En Allemagne, le partenariat est une évolution naturelle qui s'inscrit dans un référentiel communautaire. Dans l'hexagone plus individualiste (à moins de détenir 51 % des parts) le partenariat est un mal nécessaire, une solution de dépendance qui ne se justifie que pour mieux résister à une menace majeure ou à un ennemi commun. Pour s'en convaincre, il ne suffit pas que le projet d'alliance soit raisonnable, comme en Allemagne, il faut d'abord établir un lien fort, une convivialité avec son homologue clé. Cette approche personnalisée est mal interprétée par les Allemands, pour lesquels l'affect est un élément aléatoire et perturbateur qui n'a pas sa place dans les affaires.

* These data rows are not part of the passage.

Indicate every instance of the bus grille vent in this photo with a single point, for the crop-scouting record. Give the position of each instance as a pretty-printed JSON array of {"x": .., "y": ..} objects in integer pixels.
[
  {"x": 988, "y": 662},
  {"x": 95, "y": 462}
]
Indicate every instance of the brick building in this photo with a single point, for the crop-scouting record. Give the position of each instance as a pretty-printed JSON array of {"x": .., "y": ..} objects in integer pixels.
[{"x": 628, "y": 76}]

La France a une histoire - l'Allemagne une mémoire

Constatant que la "patrie" était une notion suscitant l'indifférence pour une majorité de la population française au milieu du 19è siècle, les pères de la 3è République décidèrent de donner aux jeunes Français un enseignement patriotique. Le mythe de "nos ancêtres, les Gaulois", devait donner une identification commune à une population se composant en majorité d'immigrés. Pour remonter le moral à une nation déprimée par la défaite contre les Prussiens, on glorifia "Vercingétorix" qui affronta courageusement l'empire romain. Les jeunes Français d'aujourd'hui apprennent la fierté d'être français, non seulement à travers l'histoire, mais aussi à travers leurs dirigeants politiques et économiques. Ceux-ci ne cessent de souligner le rôle de la France dans le monde, la nécessité de figurer en première place dans les institutions internationales et d'être "champion du monde" dans sa catégorie.

Face à cela, les Allemands n'ont qu'une mémoire, celle d'avoir commis l'irréparable, l'impardonnable. Il leur ne reste que leur économie et leurs sportifs auxquels s'identifier. Les Français sont fiers de leur histoire, les Allemands doivent exister malgré leur histoire.

Compromis-sion ou conscience

Chaque culture est cohérente en soi. Il n'y a pas de recette miracle pour les concilier. Il faut se garder de mettre en place les coopérations au hasard des états d'esprit et affinités de grands patrons. L'interfaçage entre structures doit être managée consciemment :

Comprendre sans juger
Partager le référentiel culturel et les états d'âme de son homologue
Prendre le temps de témoigner des incompréhensions et appréhensions en tête-à-tête. C'est d'abord tout un apprentissage de l'autre. Puis, décider de concert au cas par cas, en conscience.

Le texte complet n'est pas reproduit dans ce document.